I see forgiveness as a selfish act.  The principal beneficiary is the forgiver, himself or herself, not the one forgiven.  The latter may not even know he or she has been forgiven, or care.   Hatred or resentment is like a bag of rocks that one carries about on one’s back.  For twenty years or more my mother carried such bag on her back.  For most of that period we were estranged.  The ‘rocks’ in the bag were accumulated resentments about the way I had lived my life.  

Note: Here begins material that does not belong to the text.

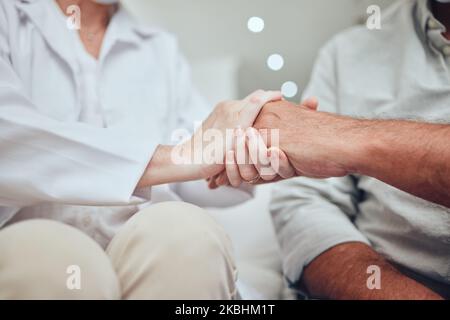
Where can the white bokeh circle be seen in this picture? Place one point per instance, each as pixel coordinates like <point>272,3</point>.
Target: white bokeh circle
<point>255,24</point>
<point>289,89</point>
<point>275,62</point>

It was not that my life was a disaster.  I was, a tenured full professor at American University with an international reputation.  One day, during one of our rare visits together, my mother and I  got into one of those pointless arguments in which parents and their adult children sometimes engage.  Suddenly the back of rocks she had been carrying since my adolescent years was unloaded - on my head.  The Est Training had taught me that such unloadings are possible and that when they do the best response is “would you be willing to forgive me.”  When I asked my mother whether she would be willing to forgive me, her response was “I don’t know.”  But she did.  After that memorable day, our twenty year estrangement ended.  


Here is a passage from Bishop Desmond Tutu I have been meaning to share.


‘Forgiveness does not mean ‘forgive and forget.”  It stares the beast in the eye, names the hurt and refuses to return it, seeking not to punish but to heal.’